JAKARTA, KOMPAS - Mahkamah Agung memberikan sanksi pada tiga hakim Pengadilan Negeri Cibinong, Kabupaten Bogor, yang memvonis bebas pelaku kekerasan seksual pada anak. Sanksi itu diberikan sebagai bentuk penindakan pelanggaran hukum acara, serta keberpihakan pada penanganan perkara terkait hak sipil dan jender.
Kepala Biro Hukum dan Humas Mahkamah Agung (MA), Abdullah, mengatakan, pada 29 April 2019 lalu, MA menjatuhkan sanksi kepada tiga hakim Pengadilan Negeri Cibinong. Ketiga hakim, yaitu MAA, CG, dan RAR, merupakan majelis hakim yang memeriksa perkara terdakwa HI (41), pelaku kekerasan seksual terhadap dua anak tetangganya yang berusia 14 tahun dan 7 tahun.
Pada 25 Maret 2019, majelis hakim tersebut memutus bebas terdakwa yang sebelumnya dituntut 14 tahun penjara dan denda Rp 30 juta karena melanggar pasal 81 ayat 2 dan pasal 82 Undang-Undang Nomor 35 Tahun 2014 tentang Perlindungan Anak. Dalam proses persidangan tersebut, MA menemukan adanya kaidah hukum acara yang tidak diikuti oleh majelis hakim.
"Terkait persidangan perkara itu, banyak masyarakat yang melapor. Pimpinan MA lalu memerintahkan Badan Pengawasan untuk melakukan klarifikasi dan verifikasi. Kami menemukan, korban dilarang ditemani pendamping. Kemudian, majelis hakim yang menjalani persidangan hanya satu orang, tanpa izin dulu pada ketua Mahkamah Agung," tutur Abdullah saat dihubungi di Jakarta, Rabu (1/5/2019).
Atas temuan awal tersebut, ketiga hakim itu diberi sanksi dengan ditarik ke Pengadilan Tinggi Bandung untuk mendapat pembinaan. Ketiganya tidak diberi kewenangan untuk menyidangkan perkara sebelum masalah mereka selesai.
Selain terhadap tiga hakim tersebut, MA melalui Pengadilan Tinggi Bandung juga memberi sanksi kepada Ketua Pengadilan Negeri (PN) Cibinong, berinisial LJ. Hukuman berupa penarikan ke Pengadilan Tinggi Bandung dilakukan karena kelalaian LJ dalam membina dan mengawasi anggotanya. Hari ini, Rabu (1/5), MA pun melantik Ketua PN Cibinong yang baru.

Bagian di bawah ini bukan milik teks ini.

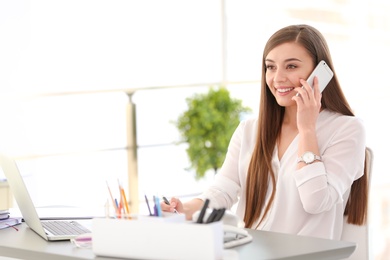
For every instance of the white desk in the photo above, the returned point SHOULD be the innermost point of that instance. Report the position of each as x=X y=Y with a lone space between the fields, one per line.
x=25 y=244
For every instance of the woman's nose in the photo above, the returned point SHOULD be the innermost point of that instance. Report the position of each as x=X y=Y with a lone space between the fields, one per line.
x=279 y=76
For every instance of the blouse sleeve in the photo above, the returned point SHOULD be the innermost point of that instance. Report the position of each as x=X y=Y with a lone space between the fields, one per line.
x=226 y=186
x=322 y=185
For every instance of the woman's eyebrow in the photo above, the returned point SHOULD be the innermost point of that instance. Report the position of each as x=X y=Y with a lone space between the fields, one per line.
x=286 y=60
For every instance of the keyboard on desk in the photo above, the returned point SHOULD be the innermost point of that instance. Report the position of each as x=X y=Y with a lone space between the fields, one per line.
x=61 y=228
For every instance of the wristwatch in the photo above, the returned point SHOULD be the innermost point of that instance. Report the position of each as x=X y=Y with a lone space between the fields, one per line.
x=309 y=157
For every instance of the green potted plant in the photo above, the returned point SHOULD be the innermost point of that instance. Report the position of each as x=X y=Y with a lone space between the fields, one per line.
x=207 y=126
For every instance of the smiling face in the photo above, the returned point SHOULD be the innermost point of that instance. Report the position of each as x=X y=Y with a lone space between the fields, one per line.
x=286 y=64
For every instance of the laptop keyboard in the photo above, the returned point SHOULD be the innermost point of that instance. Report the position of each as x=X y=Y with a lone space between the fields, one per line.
x=65 y=228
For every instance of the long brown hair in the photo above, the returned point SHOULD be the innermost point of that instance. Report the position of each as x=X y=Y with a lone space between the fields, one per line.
x=260 y=172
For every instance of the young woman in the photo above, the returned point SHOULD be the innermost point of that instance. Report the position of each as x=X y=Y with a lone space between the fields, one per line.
x=275 y=187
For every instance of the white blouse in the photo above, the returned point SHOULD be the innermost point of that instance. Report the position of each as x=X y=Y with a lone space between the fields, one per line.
x=309 y=201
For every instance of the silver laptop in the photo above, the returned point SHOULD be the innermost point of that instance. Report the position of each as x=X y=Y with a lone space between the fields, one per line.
x=51 y=230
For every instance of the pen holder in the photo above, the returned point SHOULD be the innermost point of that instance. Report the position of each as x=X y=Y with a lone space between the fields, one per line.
x=163 y=240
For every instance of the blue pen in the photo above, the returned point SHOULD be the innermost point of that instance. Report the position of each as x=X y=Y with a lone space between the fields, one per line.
x=147 y=204
x=158 y=206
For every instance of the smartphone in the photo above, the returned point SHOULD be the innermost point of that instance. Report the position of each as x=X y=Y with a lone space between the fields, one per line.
x=324 y=75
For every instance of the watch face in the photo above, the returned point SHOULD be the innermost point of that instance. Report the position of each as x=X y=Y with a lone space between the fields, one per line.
x=308 y=157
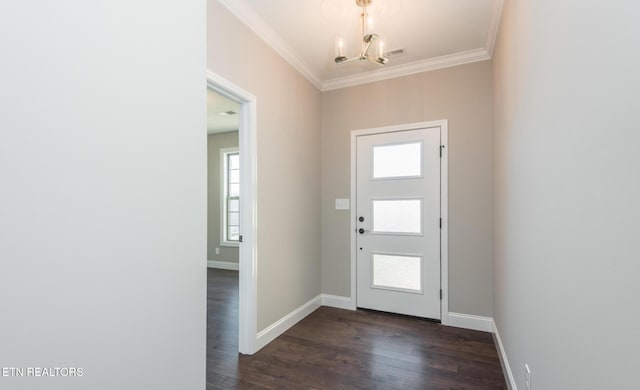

Langkah tersebut, menurut Abdullah, dilakukan MA dalam rangka mengimplementasikan Peraturan Mahkamah Agung (Perma) Nomor 3 Tahun 2017 tentang Pedoman Mengadili Perkara Perempuan Berhadapan dengan Hukum. Pasal 9 dalam aturan itu, misalnya, adanya pendamping bagi perempuan berhadapan dengan hukum yang mengalami hambatan fisik dan psikis.
Secara umum, Perma itu berisi pedoman penanganan perkara yang berkaitan dengan hak sipil dan politik, termasuk perilaku diskriminasi terhadap jender, khususnya perempuan. "Penegakan peraturan tersebut merupakan komitmen Pimpinan dan seluruh jajaran Mahkamah Agung," kata Abdullah.
Konsistensi
Peneliti Institute for Criminal Justice Reform (ICJR) Maidina Rahmawati, mengapresiasi upaya MA dalam menindaklanjuti masalah tersebut. Menurutnya, MA harus konsisten memastikan keadilan bagi korban kekerasan seksual.
"Pastinya kami meminta MA agar konsisten dan jelas keberpihakannya pada keadilan korban, dalam setiap keputusannya," ujarnya.
Sementara, Peneliti Indonesia Corruption Watch (ICW) Lalola Easter, yang sempat mengkritisi hakim MA beberapa waktu lalu, menilai MA belum mantap dalam mengawasi kinerja para hakim untuk mencegah adanya pelanggaran aturan.
Untuk memperbaiki itu, MA perlu memperketat rekrutmen hakim atau pegawai lain yang bekerja di bawah lembaga MA dengan sistem terbuka.
"Ini berkaitan dengan rekrutmen, evaluasi kinerja, dan kontrol pengadilan di bawah, mekanisme internal. Bukan tidak mungkin karena orang punya koneksi di MA, orang itu bisa diangkat jadi kepala pengadilan negeri, kepala pengadilan tinggi, dan sebagainya," ujar Lalola.
Menurutnya, MA yang memiliki Badan Pengawas tidak hanya bisa bekerja sendiri. Komisi Yudisial juga perlu turun lebih jauh untuk mengawasi kinerja MA.